Traveling’s awesome too. I’m always up for a road trip. It’s good for the heart and mind.
Pants are beyond awesome. I love mine and I wear them every day.
How could a movie about sisters, travelling and pants not be awesome too.
I’ll tell you… poor character development and an empty examination of (what should be) an emotionally driven plot.
They explore some heavy themes in this movie: generation effects of family feuds, teenage promiscuity, parental abandonment and childhood leukemia. But each topic is devoid of depth. Each explored with the kind of formula storytelling that calls to mind the average episode of Beverly Hills 90210 and the very special episodes of Growing Pains.
Arguably the most accomplished tale involves a daughter’s pain of isolation at being left behind while her father moves on into a new life without her.
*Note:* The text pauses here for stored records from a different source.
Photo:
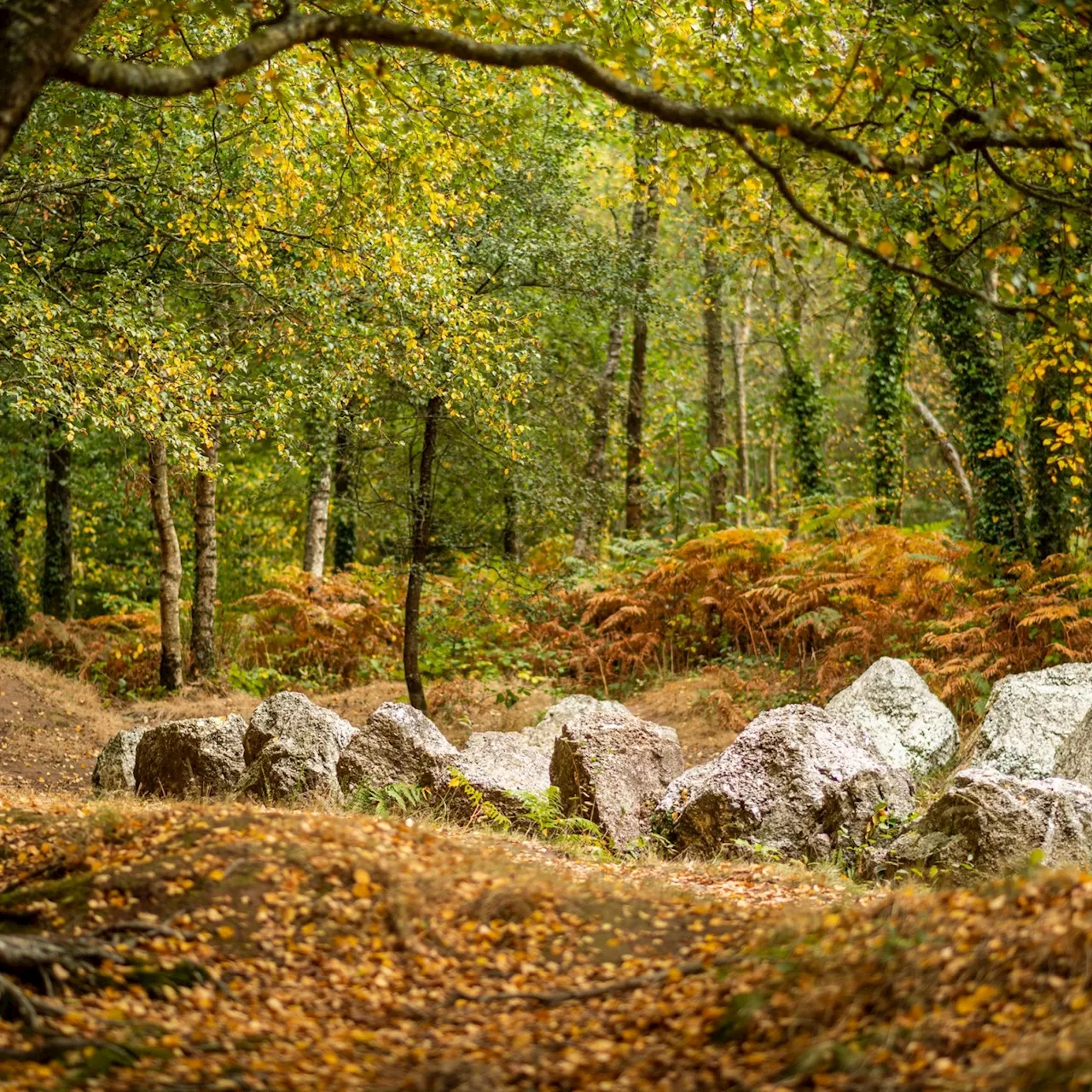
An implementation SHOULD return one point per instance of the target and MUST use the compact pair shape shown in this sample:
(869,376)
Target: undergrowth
(822,607)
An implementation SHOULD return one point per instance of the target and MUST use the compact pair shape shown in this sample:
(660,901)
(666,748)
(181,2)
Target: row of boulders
(799,781)
(608,764)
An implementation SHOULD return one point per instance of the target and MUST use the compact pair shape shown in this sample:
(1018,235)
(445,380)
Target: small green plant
(400,799)
(545,816)
(482,807)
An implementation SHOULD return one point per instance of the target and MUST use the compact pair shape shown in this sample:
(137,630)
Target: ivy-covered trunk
(716,417)
(203,611)
(57,558)
(15,611)
(741,338)
(171,566)
(421,529)
(961,334)
(803,404)
(593,518)
(644,230)
(888,301)
(1053,512)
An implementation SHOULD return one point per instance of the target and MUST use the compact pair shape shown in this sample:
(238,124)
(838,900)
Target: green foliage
(398,799)
(889,300)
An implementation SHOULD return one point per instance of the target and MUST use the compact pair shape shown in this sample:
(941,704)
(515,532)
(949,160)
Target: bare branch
(265,43)
(862,248)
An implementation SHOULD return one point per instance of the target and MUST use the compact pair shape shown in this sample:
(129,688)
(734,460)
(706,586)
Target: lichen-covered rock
(498,764)
(113,768)
(991,822)
(545,733)
(614,770)
(1028,717)
(397,744)
(911,728)
(201,757)
(1072,760)
(796,781)
(293,714)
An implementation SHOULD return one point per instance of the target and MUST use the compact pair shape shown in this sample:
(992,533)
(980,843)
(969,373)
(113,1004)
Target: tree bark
(344,517)
(171,566)
(57,561)
(948,451)
(717,427)
(421,526)
(14,607)
(741,338)
(644,229)
(318,520)
(592,520)
(203,611)
(35,38)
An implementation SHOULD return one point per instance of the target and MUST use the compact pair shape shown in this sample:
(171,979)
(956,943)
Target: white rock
(1028,717)
(909,725)
(113,769)
(582,706)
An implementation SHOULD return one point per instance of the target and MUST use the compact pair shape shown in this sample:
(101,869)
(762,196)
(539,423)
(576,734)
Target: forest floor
(242,948)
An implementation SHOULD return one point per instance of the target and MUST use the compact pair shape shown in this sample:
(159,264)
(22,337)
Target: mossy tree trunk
(889,299)
(344,512)
(15,609)
(593,517)
(203,609)
(644,230)
(961,334)
(717,425)
(171,566)
(421,530)
(57,557)
(803,404)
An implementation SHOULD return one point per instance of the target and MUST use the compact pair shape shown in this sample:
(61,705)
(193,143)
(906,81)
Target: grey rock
(293,714)
(397,744)
(614,770)
(498,764)
(1072,760)
(991,822)
(798,781)
(201,757)
(113,768)
(1028,717)
(549,729)
(909,726)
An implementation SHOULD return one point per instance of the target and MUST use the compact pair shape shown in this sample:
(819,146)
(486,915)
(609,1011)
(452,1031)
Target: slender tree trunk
(35,38)
(771,478)
(203,612)
(171,568)
(889,299)
(344,517)
(318,518)
(593,518)
(961,334)
(741,338)
(644,229)
(420,532)
(948,451)
(717,427)
(804,405)
(14,605)
(57,561)
(510,535)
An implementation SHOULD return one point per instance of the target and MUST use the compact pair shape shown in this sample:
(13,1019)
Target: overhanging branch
(159,81)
It’s actually fairly effective, but ultimately lost in to the overall low quality of the total story guilty by association you could say.
The other stories are a mess. Poorly resolved, if at all.
Supporting characters that should have had some input into the plot are abandoned and entirely ignored. Hopefully their roles are explored in the book this movie was based on, but that didn’t carry over to the film… wasn’t carried over to the film. As a result the audience is left out of the key elements of the main characters’ struggles.
What kind of work did the family have to do to, in the end, release their granddaughter to date whoever she wants?
What kind of effects did the dying child have on a floundering documentary?
Why did that coach track her down only to offer to have another fling again in five years and why was he a hero for it?
I don’t know. I could probably do the math, but I don’t have any reason to care.
And so the character situations seem odd and clumsy. The travelers do what they want to do and then they are told that they can’t do it anymore and then they do something else and then everything works out.
A few years ago there was a TV show called the Gilmore Girls starring Pants’ Alexis Bledel. The girls had a Friday night tradition of renting, watching and ridiculing bad movies. I like to think that Rory and Ma Gilmore would find this movie endlessly entertaining… everyone else should avoid it.